Yesterday, the Financial Stability Board, established in 2009 to coordinate financial regulatory proposals on behalf of the Group of 20 major economies (G-20), released a proposal that is being promoted as a means of ending taxpayer bailouts of too-big-to-fail banks. These 30 banks are known as G-SIBs, or Global Systemically Important Banks. But the proposal does nothing to address the “systemic” danger of these banks, thus the proposal is nothing more than captured regulators floating another useless trial balloon for reform because they lack the political courage to admit the only solution is to break up these bloated financial institutions that regularly function variously as crime syndicates and institutionalized wealth transfer systems.

Mark Carney, head of the Bank of England, who also chairs the Financial Stability Board, touted the plan as a “watershed” moment.

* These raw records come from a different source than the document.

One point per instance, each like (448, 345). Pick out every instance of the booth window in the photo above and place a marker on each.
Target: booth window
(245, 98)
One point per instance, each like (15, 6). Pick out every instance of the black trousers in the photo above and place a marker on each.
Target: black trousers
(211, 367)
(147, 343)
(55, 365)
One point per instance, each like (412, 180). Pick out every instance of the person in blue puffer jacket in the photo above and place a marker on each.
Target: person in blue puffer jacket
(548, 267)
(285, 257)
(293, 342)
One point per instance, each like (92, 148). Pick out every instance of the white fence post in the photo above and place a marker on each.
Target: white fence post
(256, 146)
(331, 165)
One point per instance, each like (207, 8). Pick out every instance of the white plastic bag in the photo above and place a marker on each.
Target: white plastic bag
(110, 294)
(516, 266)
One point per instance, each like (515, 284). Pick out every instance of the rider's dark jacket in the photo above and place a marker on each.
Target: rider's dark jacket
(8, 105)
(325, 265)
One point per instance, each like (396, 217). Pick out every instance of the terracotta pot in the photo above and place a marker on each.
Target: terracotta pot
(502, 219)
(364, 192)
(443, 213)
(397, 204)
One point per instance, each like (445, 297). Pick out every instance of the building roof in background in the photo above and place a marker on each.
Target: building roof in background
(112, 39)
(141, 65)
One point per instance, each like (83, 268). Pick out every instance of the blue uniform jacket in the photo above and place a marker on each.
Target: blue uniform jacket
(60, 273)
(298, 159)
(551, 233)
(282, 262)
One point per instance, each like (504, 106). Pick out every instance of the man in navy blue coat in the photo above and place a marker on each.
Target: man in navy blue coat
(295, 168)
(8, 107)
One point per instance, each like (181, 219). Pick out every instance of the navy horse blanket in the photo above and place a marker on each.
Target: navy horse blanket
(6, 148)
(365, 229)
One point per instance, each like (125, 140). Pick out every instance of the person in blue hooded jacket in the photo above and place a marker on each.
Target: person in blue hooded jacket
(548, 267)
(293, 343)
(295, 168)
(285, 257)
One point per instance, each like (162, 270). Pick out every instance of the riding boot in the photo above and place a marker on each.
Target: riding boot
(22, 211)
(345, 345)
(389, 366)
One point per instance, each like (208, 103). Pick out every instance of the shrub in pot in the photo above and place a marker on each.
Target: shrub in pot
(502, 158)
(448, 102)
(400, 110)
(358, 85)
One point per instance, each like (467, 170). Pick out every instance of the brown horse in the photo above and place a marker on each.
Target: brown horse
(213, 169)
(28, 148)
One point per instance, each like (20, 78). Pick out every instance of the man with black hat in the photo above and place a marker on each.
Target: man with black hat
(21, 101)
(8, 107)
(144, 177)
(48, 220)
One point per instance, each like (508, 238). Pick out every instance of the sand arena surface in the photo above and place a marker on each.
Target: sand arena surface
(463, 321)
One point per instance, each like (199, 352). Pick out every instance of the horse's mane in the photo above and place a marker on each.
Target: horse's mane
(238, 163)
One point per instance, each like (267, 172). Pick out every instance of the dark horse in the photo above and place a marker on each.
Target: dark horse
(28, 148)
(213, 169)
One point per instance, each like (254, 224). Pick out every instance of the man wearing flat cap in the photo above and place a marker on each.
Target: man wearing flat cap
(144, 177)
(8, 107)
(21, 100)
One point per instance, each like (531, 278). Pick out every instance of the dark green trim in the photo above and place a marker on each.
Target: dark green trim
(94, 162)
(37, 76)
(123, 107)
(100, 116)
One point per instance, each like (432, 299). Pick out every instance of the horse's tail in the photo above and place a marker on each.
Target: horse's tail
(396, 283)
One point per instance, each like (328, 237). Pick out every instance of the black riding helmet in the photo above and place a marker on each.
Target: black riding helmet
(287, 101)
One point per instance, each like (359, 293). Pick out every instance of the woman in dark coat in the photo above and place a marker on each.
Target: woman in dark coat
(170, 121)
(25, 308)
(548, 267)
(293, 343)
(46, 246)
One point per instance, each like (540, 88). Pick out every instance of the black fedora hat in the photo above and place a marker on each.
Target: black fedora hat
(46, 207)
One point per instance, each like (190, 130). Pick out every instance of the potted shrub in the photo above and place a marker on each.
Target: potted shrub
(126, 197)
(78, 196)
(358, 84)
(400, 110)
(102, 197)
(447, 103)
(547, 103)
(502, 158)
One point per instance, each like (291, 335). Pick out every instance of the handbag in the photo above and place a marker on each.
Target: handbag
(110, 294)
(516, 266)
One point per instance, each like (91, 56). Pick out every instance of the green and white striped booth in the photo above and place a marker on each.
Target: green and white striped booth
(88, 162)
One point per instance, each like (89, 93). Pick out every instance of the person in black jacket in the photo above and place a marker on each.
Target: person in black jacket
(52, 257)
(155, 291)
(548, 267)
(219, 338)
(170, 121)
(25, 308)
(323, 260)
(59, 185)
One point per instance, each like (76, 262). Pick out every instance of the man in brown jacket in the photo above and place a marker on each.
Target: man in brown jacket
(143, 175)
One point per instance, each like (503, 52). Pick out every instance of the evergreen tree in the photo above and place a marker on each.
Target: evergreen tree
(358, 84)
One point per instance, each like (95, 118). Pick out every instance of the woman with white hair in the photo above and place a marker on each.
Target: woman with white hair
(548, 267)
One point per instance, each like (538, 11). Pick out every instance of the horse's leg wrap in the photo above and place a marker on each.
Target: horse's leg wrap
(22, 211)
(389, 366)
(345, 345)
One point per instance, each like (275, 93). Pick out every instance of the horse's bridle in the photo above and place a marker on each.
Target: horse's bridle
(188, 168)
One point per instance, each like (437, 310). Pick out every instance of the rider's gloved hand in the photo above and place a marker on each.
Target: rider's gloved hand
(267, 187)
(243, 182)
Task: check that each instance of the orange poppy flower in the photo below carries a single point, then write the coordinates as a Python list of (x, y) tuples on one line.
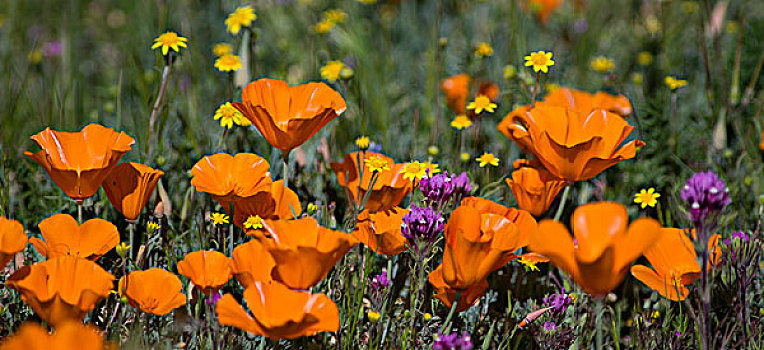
[(70, 335), (447, 294), (78, 162), (389, 189), (289, 116), (208, 270), (382, 231), (534, 189), (62, 289), (252, 262), (457, 89), (64, 236), (12, 240), (674, 265), (230, 178), (279, 312), (129, 187), (153, 291), (572, 146), (304, 252), (603, 249), (476, 245)]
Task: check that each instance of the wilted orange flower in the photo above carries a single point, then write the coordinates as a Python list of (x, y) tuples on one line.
[(229, 178), (62, 289), (153, 291), (129, 187), (382, 231), (64, 236), (12, 240), (389, 189), (252, 262), (674, 265), (78, 162), (279, 312), (304, 252), (534, 189), (69, 335), (573, 146), (289, 116), (208, 270), (603, 249)]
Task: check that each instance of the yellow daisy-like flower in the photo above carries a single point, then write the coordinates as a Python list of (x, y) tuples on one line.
[(228, 63), (487, 158), (377, 163), (169, 40), (482, 103), (242, 17), (331, 71), (602, 64), (461, 122), (483, 49), (229, 115), (222, 49), (362, 143), (219, 218), (254, 222), (540, 61), (674, 83), (647, 197)]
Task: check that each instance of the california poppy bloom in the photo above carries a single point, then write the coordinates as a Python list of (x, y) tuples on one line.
[(64, 236), (389, 189), (279, 312), (304, 252), (208, 270), (674, 265), (289, 116), (129, 186), (153, 291), (252, 262), (381, 231), (62, 289), (78, 162), (534, 189), (230, 178), (572, 146), (604, 246), (12, 240)]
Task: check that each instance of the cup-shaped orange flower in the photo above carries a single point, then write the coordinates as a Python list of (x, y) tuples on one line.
[(230, 178), (62, 289), (208, 270), (289, 116), (674, 265), (64, 236), (129, 186), (534, 189), (153, 291), (252, 262), (572, 146), (605, 244), (304, 252), (389, 189), (78, 162), (381, 231), (70, 335), (279, 312), (12, 240)]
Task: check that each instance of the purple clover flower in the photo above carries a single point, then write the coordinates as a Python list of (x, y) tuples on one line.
[(706, 194), (453, 341)]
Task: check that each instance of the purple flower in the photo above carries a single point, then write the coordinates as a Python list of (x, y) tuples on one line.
[(706, 194), (453, 341)]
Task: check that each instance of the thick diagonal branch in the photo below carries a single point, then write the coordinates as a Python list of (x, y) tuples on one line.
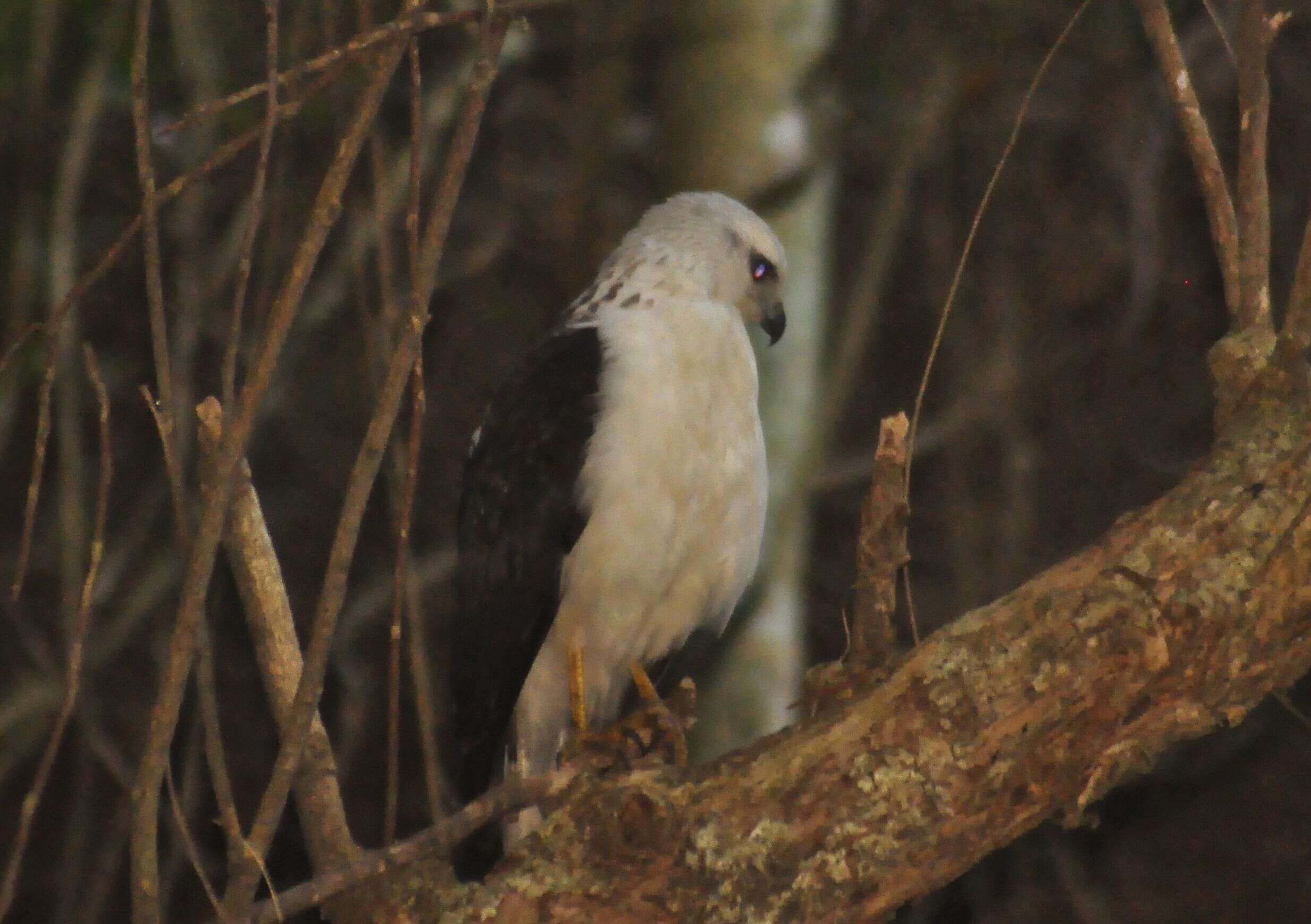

The plan calls for the 30 global banks to hold somewhere between 16 to 20 percent of their risk-weighted assets in loss absorbing capital. In addition to issuing additional equity (which would be dilutive to existing shareholders), the plan calls for at least one-third of the new funding to consist of unsecured long-term debt held at the holding company level so that bond investors would experience the losses while other parts of the bank remain functioning if regulators have to place the bank in resolution.

Among the Global Systemically Important Banks are those the public continues to read about being charged with functioning in crime cartels: JPMorgan Chase, Citigroup, and Barclays – adding an unaddressed dimension of systemic.

Under the plan, the global banks would have until 2019 to comply with the new requirements – which each country has the right to adopt, strengthen or reject outright. Right now, it’s all just a tentative proposal with public comment being solicited by emailing The full proposal can be read here.

To fully grasp the magical thinking of this proposal, let’s reexamine what actually happens when a “systemic” bank begins to fail: (1) its counterparties, the other major banks, cut off lending and demand more liquid collateral to back the over-the-counter swap deals that the public and the regulators know nothing about. (2) Word of the bank’s troubles spread like wildfire and the share price (equity) goes into a collapse, burning rapidly through that layer of so-called “loss-absorbing capital.” (3) Because the bank has too much leverage on its balance sheet, it can’t raise cash rapidly enough to meet all of the collateral calls, leading to spreading concerns about the soundness of its trading parties, i.e., the other global banks. (4) All banks connected with it see a sell-off in their equity prices, bringing in the short sellers, who spread real, imagined or trumped-up rumors to drive prices lower. (5) In short order, the most bloated and troubled behemoths have no more liquid funds to pay depositors who make a demand for their demand deposits – which among the three largest banks in the U.S. are in the trillion dollar range, each. When you start to talk about trillions of dollars, there is no one but the taxpayer and the government who has that kind of an immediate backstop to stem the crisis.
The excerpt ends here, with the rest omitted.